More than 40 suppliers provide gas and electricity and while supplier insolvency is rare, Ofgem said the measures would protect customers’ money should a provider go bust.

Currently, if a supplier becomes insolvent, another company is nominated to continue providing a customer with energy.

However, if you pay your energy bill via direct debit to spread the cost throughout the year, it’s possible that you’ll be in debit during winter while building up credit in the summer.

In the event of insolvency, there may be “financial implications for the failed supplier’s customers” as Ofgem said they’d be treated as ‘unsecured creditors’, meaning that without regulatory invention, they are unlikely to receive all, or possibly any of their money back.

It added that it wouldn’t be unusual for a customer to be over £100 in credit with a supplier.

In a bid to better protect customers’ money, Ofgem is proposing for the “costs of reimbursing the credit balances to be spread across all energy customers.”

It said this would “have a small impact on bills.”

Ofgem’s senior partner for consumers and competition, Rachel Fletcher said: “We are proposing a safety net to protect customers’ credit balances in the unlikely event of a supplier failure.

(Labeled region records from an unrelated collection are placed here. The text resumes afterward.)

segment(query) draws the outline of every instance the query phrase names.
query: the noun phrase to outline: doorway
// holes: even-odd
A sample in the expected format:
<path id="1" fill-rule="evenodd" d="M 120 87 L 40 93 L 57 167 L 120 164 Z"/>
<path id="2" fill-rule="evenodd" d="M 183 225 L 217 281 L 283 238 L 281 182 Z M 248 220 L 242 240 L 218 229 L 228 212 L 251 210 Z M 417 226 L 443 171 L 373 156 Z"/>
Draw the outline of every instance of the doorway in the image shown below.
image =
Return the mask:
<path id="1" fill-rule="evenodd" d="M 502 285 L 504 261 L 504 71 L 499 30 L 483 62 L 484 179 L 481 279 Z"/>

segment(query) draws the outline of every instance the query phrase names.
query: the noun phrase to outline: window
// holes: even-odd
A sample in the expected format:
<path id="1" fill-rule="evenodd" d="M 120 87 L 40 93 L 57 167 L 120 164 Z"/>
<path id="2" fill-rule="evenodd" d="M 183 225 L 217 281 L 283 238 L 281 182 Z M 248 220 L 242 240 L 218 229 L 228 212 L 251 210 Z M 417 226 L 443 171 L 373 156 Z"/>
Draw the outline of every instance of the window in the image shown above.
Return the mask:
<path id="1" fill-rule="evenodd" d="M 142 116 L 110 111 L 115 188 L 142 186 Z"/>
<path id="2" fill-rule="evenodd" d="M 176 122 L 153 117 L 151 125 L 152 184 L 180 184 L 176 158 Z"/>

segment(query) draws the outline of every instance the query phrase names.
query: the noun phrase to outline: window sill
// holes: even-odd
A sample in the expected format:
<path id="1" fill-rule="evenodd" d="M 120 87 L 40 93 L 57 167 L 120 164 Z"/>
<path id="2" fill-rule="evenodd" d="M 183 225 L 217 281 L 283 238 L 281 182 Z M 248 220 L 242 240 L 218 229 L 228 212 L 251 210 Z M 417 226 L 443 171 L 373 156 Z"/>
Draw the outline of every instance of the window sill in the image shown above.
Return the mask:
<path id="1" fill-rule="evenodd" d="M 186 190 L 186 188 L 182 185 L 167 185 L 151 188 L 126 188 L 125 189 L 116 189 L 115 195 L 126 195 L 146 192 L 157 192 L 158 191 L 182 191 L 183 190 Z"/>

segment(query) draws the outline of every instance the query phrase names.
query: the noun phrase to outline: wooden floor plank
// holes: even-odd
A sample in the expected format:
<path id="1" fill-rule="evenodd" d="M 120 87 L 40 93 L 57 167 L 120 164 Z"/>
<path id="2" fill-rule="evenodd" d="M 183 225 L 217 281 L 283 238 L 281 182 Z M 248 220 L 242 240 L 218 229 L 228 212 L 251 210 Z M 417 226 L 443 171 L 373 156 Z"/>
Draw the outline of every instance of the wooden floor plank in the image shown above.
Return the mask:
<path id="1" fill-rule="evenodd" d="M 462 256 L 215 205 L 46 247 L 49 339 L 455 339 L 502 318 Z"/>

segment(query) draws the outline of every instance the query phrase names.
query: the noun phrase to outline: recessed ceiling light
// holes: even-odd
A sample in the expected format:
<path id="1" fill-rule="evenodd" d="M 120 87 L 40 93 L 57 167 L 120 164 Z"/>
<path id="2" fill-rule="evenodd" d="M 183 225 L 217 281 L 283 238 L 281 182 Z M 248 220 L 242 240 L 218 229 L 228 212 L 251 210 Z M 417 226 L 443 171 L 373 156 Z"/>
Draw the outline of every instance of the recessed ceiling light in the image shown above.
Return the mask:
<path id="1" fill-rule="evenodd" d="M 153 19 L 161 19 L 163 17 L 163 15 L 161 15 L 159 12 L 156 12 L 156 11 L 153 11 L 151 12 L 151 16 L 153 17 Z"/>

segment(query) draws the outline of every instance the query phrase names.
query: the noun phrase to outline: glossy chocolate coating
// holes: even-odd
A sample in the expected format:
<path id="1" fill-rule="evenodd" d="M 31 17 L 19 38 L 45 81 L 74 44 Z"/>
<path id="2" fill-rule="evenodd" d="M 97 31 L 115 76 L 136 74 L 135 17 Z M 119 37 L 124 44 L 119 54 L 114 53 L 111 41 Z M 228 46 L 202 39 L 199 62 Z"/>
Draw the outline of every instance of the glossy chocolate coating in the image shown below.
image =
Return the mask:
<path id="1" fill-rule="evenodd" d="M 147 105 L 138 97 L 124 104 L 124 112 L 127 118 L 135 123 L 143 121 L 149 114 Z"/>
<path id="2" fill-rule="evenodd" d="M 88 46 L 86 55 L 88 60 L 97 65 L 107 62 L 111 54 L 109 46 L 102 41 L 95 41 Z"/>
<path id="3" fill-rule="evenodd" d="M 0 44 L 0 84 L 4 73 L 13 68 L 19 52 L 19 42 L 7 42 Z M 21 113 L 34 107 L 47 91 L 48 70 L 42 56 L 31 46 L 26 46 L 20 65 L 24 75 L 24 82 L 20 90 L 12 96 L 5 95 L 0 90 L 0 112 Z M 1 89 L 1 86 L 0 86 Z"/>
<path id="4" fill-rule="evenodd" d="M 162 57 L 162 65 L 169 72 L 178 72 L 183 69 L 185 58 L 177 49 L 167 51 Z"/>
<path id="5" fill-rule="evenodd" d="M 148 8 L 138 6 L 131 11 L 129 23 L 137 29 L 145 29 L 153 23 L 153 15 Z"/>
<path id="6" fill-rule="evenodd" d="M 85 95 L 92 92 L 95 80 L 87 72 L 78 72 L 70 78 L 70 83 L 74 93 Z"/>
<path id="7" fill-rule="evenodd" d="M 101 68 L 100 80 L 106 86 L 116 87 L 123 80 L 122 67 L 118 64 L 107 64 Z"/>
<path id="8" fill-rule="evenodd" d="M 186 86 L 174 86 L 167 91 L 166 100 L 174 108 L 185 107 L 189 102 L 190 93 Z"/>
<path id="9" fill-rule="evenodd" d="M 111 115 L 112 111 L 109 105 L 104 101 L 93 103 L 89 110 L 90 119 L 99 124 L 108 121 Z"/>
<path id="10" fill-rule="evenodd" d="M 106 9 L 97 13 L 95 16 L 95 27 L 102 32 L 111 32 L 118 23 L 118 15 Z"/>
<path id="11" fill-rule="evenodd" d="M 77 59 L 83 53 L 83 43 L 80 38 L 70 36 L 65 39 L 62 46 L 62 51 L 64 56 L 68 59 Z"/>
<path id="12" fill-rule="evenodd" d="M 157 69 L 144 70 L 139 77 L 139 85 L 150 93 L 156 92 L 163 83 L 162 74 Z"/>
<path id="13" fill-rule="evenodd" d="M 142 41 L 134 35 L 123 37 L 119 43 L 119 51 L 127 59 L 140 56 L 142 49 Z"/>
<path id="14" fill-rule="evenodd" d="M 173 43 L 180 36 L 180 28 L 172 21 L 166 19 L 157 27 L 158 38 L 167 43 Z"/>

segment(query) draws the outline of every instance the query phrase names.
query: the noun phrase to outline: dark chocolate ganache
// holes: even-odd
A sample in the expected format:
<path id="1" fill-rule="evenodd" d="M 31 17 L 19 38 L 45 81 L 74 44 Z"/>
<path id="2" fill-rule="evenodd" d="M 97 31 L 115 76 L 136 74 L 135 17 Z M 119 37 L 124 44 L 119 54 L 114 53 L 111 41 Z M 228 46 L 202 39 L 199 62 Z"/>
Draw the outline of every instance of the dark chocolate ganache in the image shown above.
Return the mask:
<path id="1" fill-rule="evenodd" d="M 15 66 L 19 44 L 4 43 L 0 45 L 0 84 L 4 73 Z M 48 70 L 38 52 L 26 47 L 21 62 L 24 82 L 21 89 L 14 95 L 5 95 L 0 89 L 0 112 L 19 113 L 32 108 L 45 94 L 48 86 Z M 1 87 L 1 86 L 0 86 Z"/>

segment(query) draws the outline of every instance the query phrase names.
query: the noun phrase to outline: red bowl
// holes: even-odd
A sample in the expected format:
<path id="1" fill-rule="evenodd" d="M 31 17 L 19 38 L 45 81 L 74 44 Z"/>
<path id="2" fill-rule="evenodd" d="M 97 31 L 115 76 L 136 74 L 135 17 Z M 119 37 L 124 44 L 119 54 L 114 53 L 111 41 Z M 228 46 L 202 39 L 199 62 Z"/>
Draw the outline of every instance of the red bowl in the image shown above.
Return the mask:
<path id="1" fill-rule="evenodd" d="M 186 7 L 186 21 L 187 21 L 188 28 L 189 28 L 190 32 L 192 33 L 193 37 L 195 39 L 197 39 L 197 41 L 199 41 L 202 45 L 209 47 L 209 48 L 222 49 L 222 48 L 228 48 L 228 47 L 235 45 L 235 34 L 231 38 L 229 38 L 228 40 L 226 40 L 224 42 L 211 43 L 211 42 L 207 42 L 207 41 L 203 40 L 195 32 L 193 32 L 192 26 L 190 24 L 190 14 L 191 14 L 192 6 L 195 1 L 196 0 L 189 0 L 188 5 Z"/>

“There are big savings to be made from switching of around £200-£300 and now over 40 suppliers to choose from. These protections are designed to give people peace of mind so they can have complete confidence to shop around for the best deal.”

There are similar compensation schemes in the savings, investment and travel industry under the Financial Services Compensation Scheme (FSCS) and ABTA financial protection scheme. The FSCS is funded by by a levy on authorised financial services firms, while ABTA members fund its scheme.